Many will likely carry the same burden I did upon completing my last and final degree (1995 Undergrad, 1998 Masters, 2001 Law degree) -- student loans. When I crossed that stage down on campus in May of 2001 I had three degrees, and just over $97,000 in student loans. Fourteen years later I live just a few miles from the graduation venue, returning to my hometown after stints away. Unlike many of my fellow graduates, I am debt free with the exception of a small mortgage. The $97,000 in loans was gone by 2006 -- and do no instantly say "oh, well you're a lawyer, it's easy to pay off loans when you pull in six-figures." I was not that kind of lawyer.
Those nine years of school focused on government and policy, and upon graduation I accepted a job with a State government institution here in Madison. My salary was not six-figures, it wasn't even close. How did the loans disappear? I didn't win the lottery or receive a windfall inheritance. What I did do was live frugally, more frugally than I ever had before. Determined to free myself of the shackles known as student loans, I got fired up and paid them off.
Sure, there were lots of little tricks I used -- using a drying rack rather than paying $0.75 to use the apartment dryer or sending in payments twice a month in order to eat away at the loan principal. But the big one, the key -- I didn't live like "a lawyer". Reflecting back on that transition in my life from a student to a professional I remember very clearly a conversation I had with a relative. We were sitting on bleachers watching middle school baseball (wearing fleece!), "well now that you'll be a lawyer you should buy the kind of car a lawyer drives". I took this as a dig towards my 1991 Honda Civic. Understated it was, but such a step up from the 1984 Honda I'd previously owned -- free of air conditioning, but also power locks and power steering. Yet in her mind, lawyers drove sparkly new imports.

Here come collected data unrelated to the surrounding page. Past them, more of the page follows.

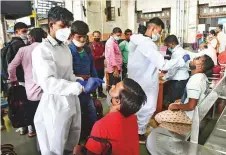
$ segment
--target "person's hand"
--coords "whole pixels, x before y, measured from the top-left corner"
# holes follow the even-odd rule
[[[18,86],[19,82],[18,81],[12,81],[11,84],[12,84],[12,86]]]
[[[80,83],[83,87],[86,86],[87,81],[81,80],[81,79],[77,79],[76,82]]]
[[[172,103],[169,105],[168,110],[172,110],[172,111],[179,110],[179,106],[178,106],[178,104]]]
[[[185,55],[183,56],[183,59],[184,59],[185,62],[187,62],[187,61],[190,60],[191,58],[190,58],[189,54],[185,54]]]
[[[97,87],[102,85],[102,83],[104,83],[104,81],[99,78],[93,78],[93,77],[89,78],[89,80],[87,81],[87,84],[84,87],[85,93],[87,94],[91,91],[96,90]]]
[[[181,103],[181,99],[174,101],[174,104],[180,104],[180,103]]]
[[[83,149],[82,145],[76,145],[73,150],[73,155],[83,155],[82,149]]]
[[[119,70],[115,69],[114,73],[113,73],[114,77],[119,77]]]

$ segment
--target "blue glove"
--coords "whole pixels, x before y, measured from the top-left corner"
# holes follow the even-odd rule
[[[99,78],[89,78],[87,81],[87,84],[85,85],[85,93],[89,93],[91,91],[94,91],[97,89],[97,87],[99,87],[102,83],[104,83],[103,80],[99,79]]]
[[[185,62],[187,62],[187,61],[190,60],[191,58],[190,58],[189,54],[185,54],[185,55],[183,56],[183,59],[184,59]]]
[[[81,80],[81,79],[76,80],[76,82],[80,83],[83,87],[85,87],[86,84],[87,84],[87,81],[84,81],[84,80]]]

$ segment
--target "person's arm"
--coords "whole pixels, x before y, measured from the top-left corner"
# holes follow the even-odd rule
[[[9,80],[11,82],[17,81],[16,68],[22,63],[22,59],[23,59],[23,48],[20,48],[15,58],[8,65]]]
[[[169,69],[168,72],[163,76],[163,80],[171,80],[172,77],[177,73],[178,71],[178,67],[175,67],[175,68],[172,68],[172,69]]]
[[[37,46],[32,52],[32,72],[36,84],[47,94],[79,95],[83,86],[78,82],[58,78],[56,62],[48,50],[43,46]],[[69,69],[72,77],[73,71]]]
[[[104,126],[100,126],[100,121],[96,122],[92,128],[91,136],[99,137],[99,138],[106,138],[106,131]],[[89,138],[87,143],[85,144],[86,149],[89,152],[94,154],[101,154],[103,152],[103,145],[92,138]]]
[[[192,111],[195,109],[198,101],[199,101],[198,99],[189,98],[189,101],[186,104],[176,104],[176,103],[170,104],[169,110]]]
[[[139,51],[145,57],[147,57],[158,69],[169,70],[185,65],[183,58],[164,60],[164,56],[159,51],[157,51],[157,48],[154,45],[151,45],[149,42],[143,43],[139,48]]]
[[[97,76],[97,71],[96,71],[96,68],[95,68],[95,65],[94,65],[92,51],[91,51],[91,49],[89,47],[88,47],[87,50],[90,50],[89,57],[90,57],[91,77],[98,77]]]
[[[113,43],[111,43],[111,45],[109,44],[106,45],[105,49],[106,49],[105,56],[108,64],[117,68],[117,62],[115,59],[115,51],[114,51]]]
[[[125,49],[125,41],[123,41],[123,42],[121,42],[121,43],[119,44],[119,49],[120,49],[121,53],[124,52],[124,49]]]

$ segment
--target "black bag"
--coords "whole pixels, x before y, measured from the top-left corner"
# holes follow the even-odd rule
[[[103,106],[101,104],[101,101],[98,99],[93,99],[95,108],[96,108],[96,113],[97,113],[97,119],[101,119],[103,117]]]
[[[111,155],[112,154],[112,145],[107,139],[100,138],[100,137],[94,137],[94,136],[89,136],[87,141],[89,139],[93,139],[94,141],[101,143],[103,145],[103,151],[101,152],[100,155]],[[83,148],[83,153],[85,155],[87,155],[87,149],[85,147]]]
[[[14,128],[27,127],[33,124],[25,87],[14,85],[9,88],[8,105],[8,116]]]
[[[15,57],[13,55],[13,49],[12,44],[16,42],[17,40],[10,41],[9,43],[6,43],[5,46],[1,49],[1,69],[2,69],[2,78],[4,80],[8,79],[8,65],[12,61],[12,59]]]

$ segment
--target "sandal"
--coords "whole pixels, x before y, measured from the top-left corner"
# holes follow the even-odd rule
[[[28,137],[29,137],[29,138],[35,137],[35,136],[36,136],[36,133],[35,133],[35,132],[28,133]]]
[[[20,135],[22,136],[22,135],[26,135],[27,134],[27,129],[25,129],[25,130],[22,130],[22,131],[20,131]]]

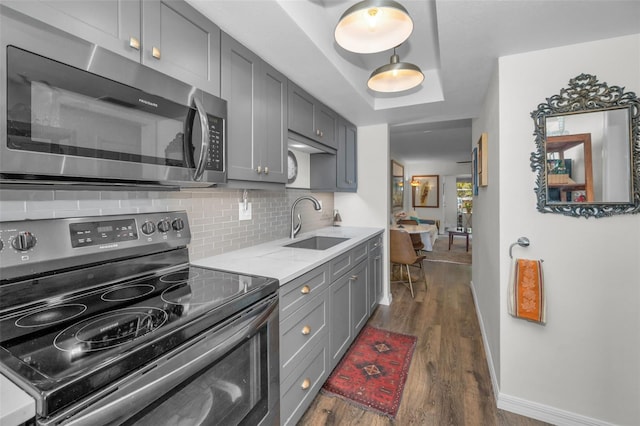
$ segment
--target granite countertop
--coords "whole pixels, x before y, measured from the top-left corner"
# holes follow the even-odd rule
[[[383,231],[383,228],[329,226],[298,234],[294,240],[282,238],[191,263],[205,268],[277,278],[280,285],[284,285]],[[313,236],[349,239],[326,250],[284,247]]]

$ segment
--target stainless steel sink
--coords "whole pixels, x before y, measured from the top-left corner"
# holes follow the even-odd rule
[[[311,237],[306,240],[296,241],[295,243],[287,244],[285,247],[303,248],[310,250],[326,250],[340,244],[343,241],[347,241],[349,238],[340,237]]]

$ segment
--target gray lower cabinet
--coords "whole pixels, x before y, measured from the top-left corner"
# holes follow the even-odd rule
[[[330,265],[280,287],[280,424],[296,424],[329,376]]]
[[[329,334],[331,368],[335,368],[349,345],[364,327],[368,316],[368,243],[337,256],[331,263],[329,287]]]
[[[220,28],[184,1],[34,0],[3,4],[220,96]]]
[[[378,306],[382,295],[382,235],[369,240],[369,279],[367,281],[367,300],[369,316]]]
[[[351,332],[351,280],[343,275],[331,284],[329,289],[329,303],[331,306],[329,348],[331,354],[331,368],[333,369],[340,358],[347,352],[353,334]]]
[[[280,287],[280,424],[300,420],[366,324],[375,238]]]
[[[224,33],[221,55],[228,179],[286,183],[286,77]]]

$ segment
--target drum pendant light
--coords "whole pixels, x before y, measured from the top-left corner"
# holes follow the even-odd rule
[[[423,80],[424,74],[420,68],[408,62],[400,62],[394,47],[391,63],[372,72],[367,86],[376,92],[402,92],[418,86]]]
[[[376,53],[402,44],[413,31],[409,12],[391,0],[365,0],[347,9],[334,32],[336,42],[355,53]]]

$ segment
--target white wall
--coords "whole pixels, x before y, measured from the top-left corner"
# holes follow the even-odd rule
[[[500,132],[498,115],[498,70],[487,89],[482,117],[473,120],[471,145],[476,146],[480,135],[487,133],[488,186],[478,188],[473,198],[472,279],[476,309],[489,362],[493,386],[497,394],[500,381]],[[500,163],[500,164],[499,164]]]
[[[358,192],[334,194],[334,206],[340,210],[343,226],[385,228],[381,301],[385,305],[391,303],[389,237],[386,230],[391,211],[390,162],[389,126],[358,127]]]
[[[497,262],[478,257],[478,244],[491,251],[496,237],[483,235],[474,217],[473,284],[499,370],[499,407],[557,424],[637,425],[640,215],[584,219],[536,210],[530,113],[581,73],[640,94],[640,34],[500,58],[499,89],[489,93],[499,96],[499,138],[489,133],[490,155],[492,142],[499,142],[499,163],[489,158],[487,194],[477,197],[480,224],[499,223]],[[491,119],[479,120],[478,127],[481,121]],[[474,135],[480,130],[474,128]],[[498,217],[491,218],[496,209]],[[529,237],[531,246],[516,247],[515,255],[544,259],[546,326],[507,314],[508,250],[520,236]]]

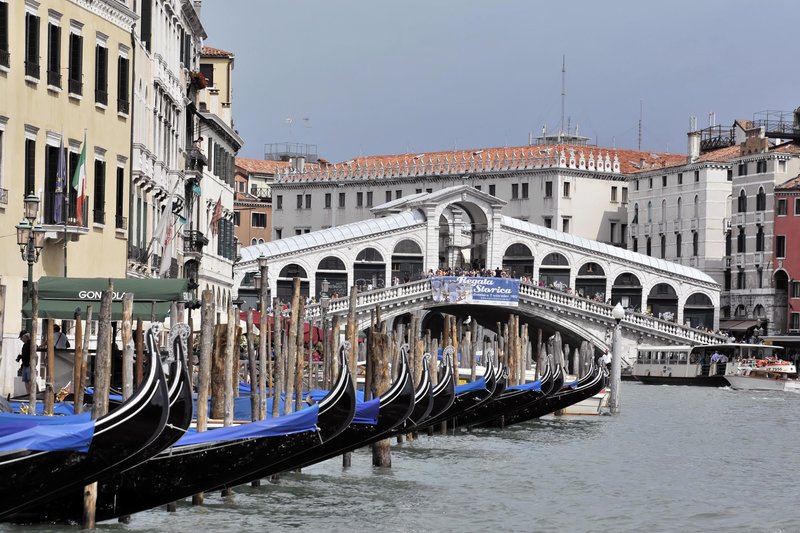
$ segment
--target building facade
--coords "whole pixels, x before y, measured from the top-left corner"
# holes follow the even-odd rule
[[[775,187],[775,290],[786,294],[786,333],[800,334],[800,176]],[[778,302],[780,308],[783,302]]]

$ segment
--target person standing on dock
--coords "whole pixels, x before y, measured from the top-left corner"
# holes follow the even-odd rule
[[[17,361],[22,363],[22,382],[25,390],[31,393],[31,334],[25,330],[19,332],[19,340],[22,341],[22,352],[17,356]]]

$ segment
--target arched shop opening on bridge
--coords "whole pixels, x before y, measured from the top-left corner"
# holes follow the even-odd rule
[[[345,296],[348,293],[347,287],[347,268],[344,261],[338,257],[329,255],[317,265],[316,287],[314,294],[317,298],[322,294],[322,282],[327,280],[329,285],[328,294]]]
[[[617,303],[632,311],[642,308],[642,282],[630,272],[617,276],[611,286],[611,305]]]
[[[584,298],[606,301],[606,273],[597,263],[584,263],[575,278],[575,293]]]
[[[290,263],[281,269],[278,274],[278,289],[276,296],[283,302],[292,301],[292,286],[294,278],[300,278],[300,295],[308,298],[308,274],[303,267]]]
[[[714,304],[701,292],[690,294],[683,306],[683,322],[693,328],[714,327]]]
[[[375,248],[364,248],[353,263],[353,276],[359,291],[386,286],[386,262]]]
[[[539,280],[545,287],[563,285],[569,287],[569,261],[560,253],[547,254],[539,267]]]
[[[669,283],[659,283],[647,296],[647,312],[664,320],[678,317],[678,294]]]
[[[503,254],[503,270],[512,277],[533,277],[533,252],[521,243],[512,244]]]
[[[439,216],[439,267],[479,269],[486,264],[488,219],[467,195],[450,203]]]
[[[419,244],[411,239],[397,243],[392,253],[392,278],[408,283],[424,275],[424,256]]]

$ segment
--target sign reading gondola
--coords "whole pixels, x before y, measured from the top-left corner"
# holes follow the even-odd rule
[[[431,278],[433,301],[451,304],[519,305],[519,280],[439,276]]]

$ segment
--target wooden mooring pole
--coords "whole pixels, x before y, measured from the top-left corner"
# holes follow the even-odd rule
[[[214,344],[214,299],[203,291],[200,307],[200,357],[197,361],[197,431],[208,428],[208,390],[211,385],[211,348]],[[204,494],[192,496],[192,505],[203,505]]]

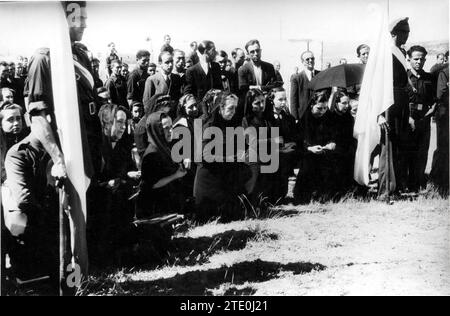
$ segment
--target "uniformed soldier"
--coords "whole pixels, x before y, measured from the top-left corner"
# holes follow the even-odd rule
[[[402,18],[390,24],[392,36],[392,66],[394,85],[394,104],[387,110],[387,117],[380,115],[378,125],[382,129],[381,155],[379,164],[378,195],[380,199],[388,198],[394,191],[399,191],[405,174],[401,168],[402,157],[405,155],[405,137],[409,126],[409,96],[406,52],[402,48],[409,37],[409,18]],[[385,139],[385,131],[389,132],[389,143]]]
[[[77,12],[80,12],[79,23],[69,20],[76,3]],[[70,5],[70,6],[69,6]],[[85,174],[91,179],[91,187],[96,183],[95,176],[101,168],[101,153],[98,150],[102,142],[101,125],[98,118],[98,108],[96,105],[97,94],[92,75],[91,63],[83,46],[77,42],[81,41],[86,28],[86,2],[64,2],[69,23],[70,40],[72,43],[73,63],[77,84],[78,107],[81,124],[81,140],[83,147],[83,161]],[[79,10],[78,10],[79,9]],[[69,11],[68,11],[69,10]],[[66,167],[64,156],[59,147],[58,135],[56,133],[56,120],[54,119],[54,104],[51,84],[50,52],[48,48],[41,48],[33,55],[29,64],[28,79],[25,85],[25,94],[28,98],[27,111],[32,117],[31,130],[43,145],[47,153],[53,160],[52,175],[56,178],[66,178]],[[36,115],[42,110],[52,117],[49,123],[44,117]],[[93,207],[92,199],[89,198],[88,190],[88,210]],[[74,206],[73,206],[74,207]],[[77,240],[74,241],[74,255],[78,256],[77,263],[80,265],[82,274],[87,273],[87,245],[83,232],[79,232]]]
[[[430,117],[436,107],[436,84],[433,76],[423,70],[427,51],[422,46],[412,46],[408,50],[411,68],[409,78],[410,127],[407,144],[405,179],[410,191],[417,191],[426,186],[425,168],[430,146]]]

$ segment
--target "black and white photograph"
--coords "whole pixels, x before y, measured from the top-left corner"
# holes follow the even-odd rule
[[[0,1],[1,296],[450,295],[449,6]]]

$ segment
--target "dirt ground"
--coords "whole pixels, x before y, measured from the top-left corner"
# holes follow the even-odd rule
[[[450,295],[448,201],[310,204],[216,222],[166,264],[91,280],[94,295]]]

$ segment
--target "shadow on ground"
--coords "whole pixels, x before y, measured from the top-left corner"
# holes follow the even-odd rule
[[[220,251],[244,249],[250,240],[277,240],[278,236],[264,230],[229,230],[210,237],[175,237],[165,239],[155,235],[151,240],[142,240],[132,249],[120,253],[120,259],[109,270],[138,268],[152,270],[158,266],[192,266],[208,262]],[[99,271],[105,271],[101,267]]]
[[[169,263],[181,266],[208,262],[209,257],[219,251],[244,249],[252,239],[268,238],[277,240],[276,234],[265,231],[230,230],[212,237],[175,238],[172,240],[172,253]]]
[[[233,266],[222,266],[218,269],[205,271],[191,271],[177,274],[172,278],[158,279],[153,281],[132,281],[122,283],[112,281],[101,284],[91,282],[86,292],[98,295],[212,295],[212,290],[222,284],[234,286],[246,282],[257,283],[275,279],[281,272],[292,272],[293,274],[305,274],[312,271],[322,271],[325,266],[319,263],[298,262],[281,264],[262,260],[246,261]],[[111,288],[115,292],[111,292]],[[105,292],[106,291],[106,292]],[[224,294],[227,295],[251,295],[255,293],[252,287],[244,289],[229,288]]]

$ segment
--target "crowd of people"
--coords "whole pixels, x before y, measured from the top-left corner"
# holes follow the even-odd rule
[[[426,187],[434,116],[438,147],[431,180],[446,194],[448,63],[444,59],[448,52],[438,56],[433,73],[425,72],[426,49],[403,49],[405,33],[409,34],[404,21],[391,29],[403,56],[403,61],[393,57],[395,106],[388,121],[379,118],[380,127],[392,132],[395,191],[418,192]],[[184,213],[199,222],[214,217],[232,220],[242,218],[248,207],[284,203],[295,169],[299,169],[295,203],[333,201],[358,188],[353,180],[357,147],[353,126],[359,91],[357,87],[311,90],[309,82],[319,73],[313,52],[300,54],[304,70],[290,78],[289,100],[279,62],[263,61],[256,39],[234,49],[229,58],[213,41],[192,42],[191,51],[185,53],[173,48],[166,35],[158,65],[150,63],[149,51],[139,50],[131,72],[111,43],[105,61],[108,78],[103,83],[100,61],[89,58],[92,54],[80,43],[83,30],[82,25],[70,34],[85,169],[91,179],[87,230],[92,263],[110,263],[115,250],[136,243],[139,237],[132,225],[136,219]],[[360,45],[356,53],[366,64],[370,48]],[[2,234],[6,236],[2,249],[19,274],[33,271],[36,262],[49,261],[50,266],[55,262],[49,260],[54,249],[48,243],[57,246],[57,239],[48,241],[52,237],[48,231],[57,224],[57,211],[49,209],[58,208],[52,188],[54,179],[66,177],[66,170],[56,133],[49,60],[49,50],[39,49],[29,62],[26,58],[0,62]],[[258,146],[278,144],[278,170],[261,172],[267,162],[259,156],[256,162],[230,160],[225,157],[226,141],[222,142],[224,162],[211,162],[208,157],[196,162],[195,150],[181,163],[175,162],[172,130],[185,128],[193,135],[196,119],[201,119],[203,129],[215,127],[224,135],[230,127],[243,131],[278,127],[277,137],[257,135]],[[388,189],[382,176],[383,139],[380,144],[382,195]],[[207,140],[199,145],[205,149]],[[248,156],[253,147],[246,148]],[[43,240],[48,242],[44,247]],[[44,253],[50,253],[45,260],[35,258]]]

The thought that immediately came to mind, but one I held in was "I am a lawyer, so whatever I drive is what a lawyer drives." Not interested in a debate on my frugal ways, I let the comment pass and changed the topic to the game in front of us. But it was that comment that captures the key to paying off loans -- don't live the life marketers or others think you should live. Keep living like a student, a very poor student, for just a few more years and you'll receive the delight of saving for your kids college via 529 plans rather than chipping away at the mountain of debt you acquired before American Idol was even an idea let alone in its last season on TV.
My advice dear Grad --throw that cap high, and then return to your student ways. Think bus passes, roommates, restaurants with no white table clothes, clothes drying on your shower rod, and if you must have a car, one that is paid for, outdated, and reliable. Do this, and the debt you needed to get that degree will fade, opening yourself to even more opportunity than you have today.